Anatomy of a widget¶
A widget is a folder under app/widgets/. The shell only ever looks at one file — widget.config.ts, which must export const manifest. Everything else in the folder is yours to organize.
app/widgets/my-widget/
├── widget.config.ts ← the manifest (the only file the shell reads)
├── Component.tsx ← your React component
├── icon.svg ← the launcher icon
└── … ← anything else you need
A folder whose name starts with _ is skipped by auto-discovery — that's how _template stays out of your app.
The manifest¶
export interface WidgetManifest {
id: string
label: string
description?: string
icon: string
icons?: Partial<Record<IconSurface, string>>
surfaces: WidgetSurface[]
defaults?: WidgetDefaults
component: ComponentType
}
| Field | Type | Description |
|---|---|---|
id |
string |
Globally-unique slug. A duplicate id throws at boot |
label |
string |
Display name (panel header, tooltip, mobile carousel) |
description |
string |
Optional tooltip text |
icon |
string |
The launcher glyph (imported SVG) |
icons |
per-surface map | Optional per-surface icon overrides (below) |
surfaces |
('top-bar' \| 'left-panel' \| 'floating')[] |
Which surfaces the widget may be placed on |
defaults |
WidgetDefaults |
Default placement options (below) |
component |
ComponentType |
Your React component |
defaults¶
| Field | Type | Default | Description |
|---|---|---|---|
panelWidth |
number |
320 |
Width of the widget's panel (top-bar / left-panel surfaces) |
size |
'small' \| 'medium' \| 'large' |
'small' |
A size hint |
hasUI |
boolean |
true |
Whether the widget has a pop-out UI (set false for action-only floating widgets) |
chromeless |
boolean |
false |
Floating only — render the pop-out without the shared header (the widget draws flush to the edges). Search uses this |
stayOnMobile |
boolean |
false |
Floating only — keep the pop-out over the map on mobile instead of routing to the bottom sheet |
Surfaces¶
A widget declares the surfaces it supports; you place it by adding its id to the matching array in settings.ts. Placing a widget on a surface it doesn't declare throws at boot.
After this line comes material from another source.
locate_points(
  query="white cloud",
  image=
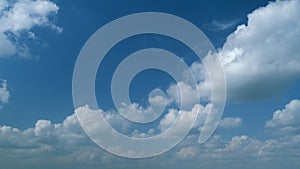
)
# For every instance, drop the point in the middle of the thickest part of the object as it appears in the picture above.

| Surface | Placement array | UI location |
|---|---|---|
top-bar |
topBarWidgets |
A side panel |
left-panel |
leftPanelWidgets |
A slide-out panel beside the map |
floating |
floatingWidgets |
A pop-out over a map corner |
Placement options¶
Each placement entry is a WidgetPlacement:
| Field | Type | Applies to | Description |
|---|---|---|---|
widgetName |
string |
all | The widget's id |
panelWidth |
number |
top-bar / left-panel | Overrides the manifest default |
size |
WidgetSize |
all | Overrides the manifest default |
header |
WidgetHeaderConfig |
top-bar / left-panel | Per-placement header override (showTitle, showDivider, titleColor) |
order |
number |
floating | CSS order within the corner (below) |
stayOnMobile |
boolean |
floating | Overrides the manifest default |
Floating placement¶
Floating widgets go in a slot keyed by corner:
floatingWidgets: [
{
slot: 'top-left', // 'top-left' | 'top-right' | 'bottom-left' | 'bottom-right'
direction: 'vertical', // stack direction (optional)
spacing: 8, // gap in px (optional)
widgets: [{ widgetName: 'search', order: -1 }],
},
],
MapLibre's native controls sit at order: 0, and it stacks corner items by source order with native controls first. So a negative order (e.g. -1) lifts your widget above the native controls in the same corner; a positive value pushes it below.
Connecting to the map¶
Use the hooks from @/core/hooks:
import { useMap, useMapReady } from '@/core/hooks'
const map = useMap() // the MapLibre map (or null before it exists)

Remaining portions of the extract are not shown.